Diversion / L’autofiction et l’amitié / Une entrevue avec Cédric Patterson
Cédric Patterson fait depuis ses débuts un théâtre résolument féministe au sein du Théâtre Acharnée. Mais leur nouveau spectacle, Diversion, une autofiction qui creuse des archétypes sociaux et les met en dialogue avec le public, est moins frontalement revendicatrice. Discussion.
Dans Jaune, en 2009, le Théâtre Acharnée auscultait la femme contemporaine sous toutes ses coutures, sur une scène assiégée par une tonne de citrons et dans un esprit performatif. Un spectacle féministe conçu bien avant que ceux-ci redeviennent à la mode (ils sont désormais légion sur la scène montréalaise). Ces dernières années, le Théâtre Acharnée a renchéri au moyen d’un spectacle-hommage à Pauline Julien, T’en souviens-tu Pauline?, dans lequel la comédienne Audrée Southière renouait avec les chansons mais surtout la pensée féministe et progressiste de la poétesse québécoise des années 1960. Deux époques, deux tons, mais un même féminisme : la compagnie revendique un regard féministe contemporain qui ne rejette pas les luttes du passé, tentant plutôt de s’y inscrire puissamment.
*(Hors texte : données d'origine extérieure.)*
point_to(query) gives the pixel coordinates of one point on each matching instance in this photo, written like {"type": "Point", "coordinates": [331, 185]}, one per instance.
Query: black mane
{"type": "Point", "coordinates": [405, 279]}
Diversion, créée au Fringe en 2013, est toutefois une pièce d’une autre nature. «En tant que compagnie de théâtre, explique Cédric Patterson, nos valeurs féministes continuent d’être au fondement de toute notre démarche. Mais c’est vrai que Diversion est moins frontal dans son approche des enjeux féminins. Mais on a travaillé avec les actrices des personnages archétypaux qui permettent quand même de décortiquer la condition féminine contemporaine. Sabrina Casault, par exemple, joue l’archétype de la mère, celle qui ne peut s’empêcher de materner tout le monde tout le temps.»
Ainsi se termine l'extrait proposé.